I'm using Spyder for Python 2.7 on Windows 8. I'm trying to open and read a csv file and see all the data stored in it, but this is what I get instead:我在 Windows 8 上使用 Spyder for Python 2.7。我试图打开并读取一个 csv 文件并查看其中存储的所有数据,但这是我得到的:

runfile('C:/Users/John/Documents/Python Scripts/FLInsuraneFile.py', wdir='C:/Users/John/Documents/Python Scripts')
<_io.TextIOWrapper name='FL_insurance_sample.csv' mode='r' encoding='cp1252'>

How can I open the file properly?如何正确打开文件?

You can use builtin library您可以使用内置库

import csv
with open('names.csv') as csvfile:
    reader = csv.DictReader(csvfile)
    for row in reader:
        print(row['first_name'], row['last_name'])

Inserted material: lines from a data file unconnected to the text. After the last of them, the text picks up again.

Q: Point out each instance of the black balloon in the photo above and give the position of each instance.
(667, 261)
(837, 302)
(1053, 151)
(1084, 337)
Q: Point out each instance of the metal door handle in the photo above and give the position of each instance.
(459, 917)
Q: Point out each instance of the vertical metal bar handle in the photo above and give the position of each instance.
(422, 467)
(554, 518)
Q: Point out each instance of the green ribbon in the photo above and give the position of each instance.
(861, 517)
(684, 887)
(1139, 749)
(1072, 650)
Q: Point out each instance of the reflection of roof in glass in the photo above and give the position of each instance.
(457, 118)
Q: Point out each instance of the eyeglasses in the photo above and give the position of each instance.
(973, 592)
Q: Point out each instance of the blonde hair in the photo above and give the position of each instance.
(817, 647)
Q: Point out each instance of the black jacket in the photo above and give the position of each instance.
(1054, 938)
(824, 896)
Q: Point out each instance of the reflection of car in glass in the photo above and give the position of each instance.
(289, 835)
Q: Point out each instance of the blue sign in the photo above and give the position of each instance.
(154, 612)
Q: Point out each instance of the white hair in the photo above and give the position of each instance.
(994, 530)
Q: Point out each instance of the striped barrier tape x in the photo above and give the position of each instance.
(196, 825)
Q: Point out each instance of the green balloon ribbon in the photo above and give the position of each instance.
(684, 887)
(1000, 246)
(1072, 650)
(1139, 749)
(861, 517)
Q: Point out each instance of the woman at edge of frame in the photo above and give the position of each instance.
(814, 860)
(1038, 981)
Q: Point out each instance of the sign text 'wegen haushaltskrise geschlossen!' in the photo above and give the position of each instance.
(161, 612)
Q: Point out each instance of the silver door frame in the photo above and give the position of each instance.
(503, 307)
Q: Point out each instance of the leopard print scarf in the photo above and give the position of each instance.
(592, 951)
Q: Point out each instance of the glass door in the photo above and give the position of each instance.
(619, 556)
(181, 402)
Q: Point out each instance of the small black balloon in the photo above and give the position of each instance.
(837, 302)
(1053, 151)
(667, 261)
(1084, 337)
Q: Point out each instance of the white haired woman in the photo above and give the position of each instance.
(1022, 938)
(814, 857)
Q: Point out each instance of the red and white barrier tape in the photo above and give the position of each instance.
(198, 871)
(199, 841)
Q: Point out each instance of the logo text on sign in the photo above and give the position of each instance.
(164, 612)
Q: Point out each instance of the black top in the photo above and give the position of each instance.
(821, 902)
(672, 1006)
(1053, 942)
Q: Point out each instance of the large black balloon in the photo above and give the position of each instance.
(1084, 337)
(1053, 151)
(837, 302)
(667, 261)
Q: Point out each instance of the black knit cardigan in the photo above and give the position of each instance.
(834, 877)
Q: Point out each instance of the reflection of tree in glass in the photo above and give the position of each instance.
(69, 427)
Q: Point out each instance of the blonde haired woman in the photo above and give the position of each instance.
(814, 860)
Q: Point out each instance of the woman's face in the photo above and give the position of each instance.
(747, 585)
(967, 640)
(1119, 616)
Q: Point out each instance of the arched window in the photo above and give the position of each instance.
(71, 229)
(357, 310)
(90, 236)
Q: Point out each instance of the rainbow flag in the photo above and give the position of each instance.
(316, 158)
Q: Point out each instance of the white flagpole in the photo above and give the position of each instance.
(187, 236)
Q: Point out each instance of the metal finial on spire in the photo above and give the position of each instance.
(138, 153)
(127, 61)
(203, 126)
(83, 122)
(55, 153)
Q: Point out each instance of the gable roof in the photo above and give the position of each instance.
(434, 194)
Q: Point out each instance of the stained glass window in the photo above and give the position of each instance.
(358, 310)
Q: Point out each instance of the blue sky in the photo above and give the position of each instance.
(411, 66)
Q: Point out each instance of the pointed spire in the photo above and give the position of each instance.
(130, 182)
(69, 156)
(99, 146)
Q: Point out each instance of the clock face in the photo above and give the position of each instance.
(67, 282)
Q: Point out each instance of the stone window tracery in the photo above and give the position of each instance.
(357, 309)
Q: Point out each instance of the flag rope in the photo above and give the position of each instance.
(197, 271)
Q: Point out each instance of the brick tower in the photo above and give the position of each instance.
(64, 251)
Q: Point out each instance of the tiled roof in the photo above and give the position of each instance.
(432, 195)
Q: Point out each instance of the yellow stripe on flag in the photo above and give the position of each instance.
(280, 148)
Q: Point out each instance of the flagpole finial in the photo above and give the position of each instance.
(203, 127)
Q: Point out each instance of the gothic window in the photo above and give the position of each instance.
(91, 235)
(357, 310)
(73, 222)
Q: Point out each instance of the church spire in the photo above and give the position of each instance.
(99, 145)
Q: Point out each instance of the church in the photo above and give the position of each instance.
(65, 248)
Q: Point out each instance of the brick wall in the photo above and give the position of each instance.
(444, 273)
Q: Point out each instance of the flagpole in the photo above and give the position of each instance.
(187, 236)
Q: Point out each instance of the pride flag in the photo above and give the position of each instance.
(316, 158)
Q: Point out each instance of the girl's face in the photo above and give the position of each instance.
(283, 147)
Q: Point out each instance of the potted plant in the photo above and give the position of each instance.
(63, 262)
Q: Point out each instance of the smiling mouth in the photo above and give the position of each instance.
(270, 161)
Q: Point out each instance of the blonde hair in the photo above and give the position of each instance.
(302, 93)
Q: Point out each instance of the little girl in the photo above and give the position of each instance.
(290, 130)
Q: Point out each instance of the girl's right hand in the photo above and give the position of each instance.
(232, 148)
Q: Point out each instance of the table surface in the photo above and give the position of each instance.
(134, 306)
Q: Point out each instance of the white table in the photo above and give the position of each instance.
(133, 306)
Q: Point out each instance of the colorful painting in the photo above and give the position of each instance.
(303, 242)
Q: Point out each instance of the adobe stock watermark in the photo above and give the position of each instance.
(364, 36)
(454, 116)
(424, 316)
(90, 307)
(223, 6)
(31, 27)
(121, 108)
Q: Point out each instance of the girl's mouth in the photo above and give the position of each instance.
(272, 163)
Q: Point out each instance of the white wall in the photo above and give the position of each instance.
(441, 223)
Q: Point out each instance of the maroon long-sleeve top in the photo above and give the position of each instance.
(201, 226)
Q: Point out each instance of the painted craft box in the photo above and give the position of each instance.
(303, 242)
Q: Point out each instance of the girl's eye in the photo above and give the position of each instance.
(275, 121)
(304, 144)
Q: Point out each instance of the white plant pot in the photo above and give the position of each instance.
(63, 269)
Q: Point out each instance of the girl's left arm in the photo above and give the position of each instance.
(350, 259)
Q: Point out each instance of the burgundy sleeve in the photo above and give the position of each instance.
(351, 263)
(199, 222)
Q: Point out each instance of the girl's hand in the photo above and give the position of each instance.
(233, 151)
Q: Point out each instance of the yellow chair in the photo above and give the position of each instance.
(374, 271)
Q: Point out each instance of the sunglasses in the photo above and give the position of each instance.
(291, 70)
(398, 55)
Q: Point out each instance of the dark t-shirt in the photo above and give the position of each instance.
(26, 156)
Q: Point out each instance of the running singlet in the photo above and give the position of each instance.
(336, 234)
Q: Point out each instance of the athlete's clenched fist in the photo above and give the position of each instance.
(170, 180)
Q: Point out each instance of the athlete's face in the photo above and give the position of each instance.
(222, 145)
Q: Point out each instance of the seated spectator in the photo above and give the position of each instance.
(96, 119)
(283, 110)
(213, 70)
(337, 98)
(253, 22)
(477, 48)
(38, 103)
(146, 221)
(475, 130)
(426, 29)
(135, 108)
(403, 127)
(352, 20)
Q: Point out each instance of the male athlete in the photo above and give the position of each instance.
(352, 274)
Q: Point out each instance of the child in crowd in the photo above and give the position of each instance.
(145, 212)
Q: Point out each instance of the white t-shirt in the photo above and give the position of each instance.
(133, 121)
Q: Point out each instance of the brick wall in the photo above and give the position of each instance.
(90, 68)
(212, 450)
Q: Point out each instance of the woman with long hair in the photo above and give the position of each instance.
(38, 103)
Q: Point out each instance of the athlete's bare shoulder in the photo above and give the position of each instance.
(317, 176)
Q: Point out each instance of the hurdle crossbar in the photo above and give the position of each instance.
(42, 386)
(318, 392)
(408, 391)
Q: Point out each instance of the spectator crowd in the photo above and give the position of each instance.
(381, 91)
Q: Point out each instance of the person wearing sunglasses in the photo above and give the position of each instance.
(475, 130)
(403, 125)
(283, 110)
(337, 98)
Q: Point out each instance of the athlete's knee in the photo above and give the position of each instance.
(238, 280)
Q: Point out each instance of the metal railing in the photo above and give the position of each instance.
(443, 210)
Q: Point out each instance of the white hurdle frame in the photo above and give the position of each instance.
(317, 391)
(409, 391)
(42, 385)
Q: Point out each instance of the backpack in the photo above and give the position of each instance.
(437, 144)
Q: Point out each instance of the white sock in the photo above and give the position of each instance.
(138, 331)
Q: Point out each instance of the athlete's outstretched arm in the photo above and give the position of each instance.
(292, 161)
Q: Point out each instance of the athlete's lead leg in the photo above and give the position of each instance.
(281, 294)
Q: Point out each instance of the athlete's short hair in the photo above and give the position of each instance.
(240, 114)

https://docs.python.org/3.5/library/csv.html https://docs.python.org/3.5/library/csv.html

You can use the pandas library:您可以使用pandas库:

import pandas as pd
csvfile = pd.read_csv('path_to_file')
print(csvfile)

If you want to add custom headers to the file use the names argument otherwise it will just take the first row of the file as the header.如果要将自定义标题添加到文件中,请使用names参数,否则它将仅将文件的第一行作为标题。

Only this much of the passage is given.